Como o Plano Real mudou a minha e as nossas vidas

Se você, leitor, tem menos de 30 anos, este texto foi escrito especialmente para você. Se, como eu, tem mais, certamente vai se identificar porque viveu situações parecidas.

Até os meus 16 anos, quando foi lançado o Plano Real, a minha vida econômica foi o caos. Não somente a minha. De todos os brasileiros.

Depois de um período que foi chamado de "o milagre brasileiro", que chegou até a década de 70, quando os meus pais recém-casados conseguiram se formar, comprar um carro popular e construir uma casa, começou a instabilidade.

Eu nasci no início da confusão, e passei a infância na década que ficou conhecida como 'década perdida' economicamente, os anos 80.

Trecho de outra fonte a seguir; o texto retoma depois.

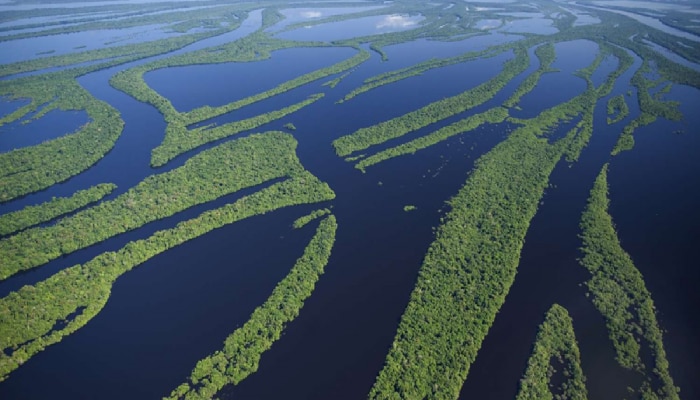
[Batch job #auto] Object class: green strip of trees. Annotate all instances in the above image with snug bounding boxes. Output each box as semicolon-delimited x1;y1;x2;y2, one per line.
292;208;331;229
580;164;679;400
608;94;630;125
0;183;117;236
0;72;124;202
370;83;585;399
333;48;529;157
516;304;588;400
0;132;304;279
166;215;337;400
0;167;335;381
151;93;324;166
355;107;508;172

Era a época da hiperinflação e do baixo crescimento econômico. E eu, criança, tive que aprender estratégias para lidar com uma moeda que perdia valor a cada dia. Exemplos:

Ninguém esperava passar um dia sequer depois de receber o salário. No dia que o salário caía na conta todos nós íamos para o supermercado encher os carrinhos para a "compra do mês", porque se passassem alguns dias tudo estaria mais caro e o carrinho voltaria vazio para casa.

Para juntar dinheiro só tinha uma solução, comprar dólares. Eu comprava dólares com o que eu separava da mesada, assim que recebia. Minha bisavó costumava dar dinheiro de presente, e em alguns anos dava para comprar um bom presente, em outros ir ao cinema e comprar uma pipoca. Não por culpa dela, mas porque a inflação tinha tirado o valor do presente rápido demais.

Aprendi o conceito de "overninght". Sim, os bancos atualizavam os títulos de madrugada, para manter o poder de compra do dinheiro.

As notas de dinheiro perdiam tanto valor que chegou uma hora que cortaram os zeros. Da noite para o dia mil Cruzeiros passavam a valer um Cruzeiro e um carimbo nas notas explicava isso (não valia a pena imprimir mais dinheiro com o valor novo, não é mesmo? O jeito foi carimbar).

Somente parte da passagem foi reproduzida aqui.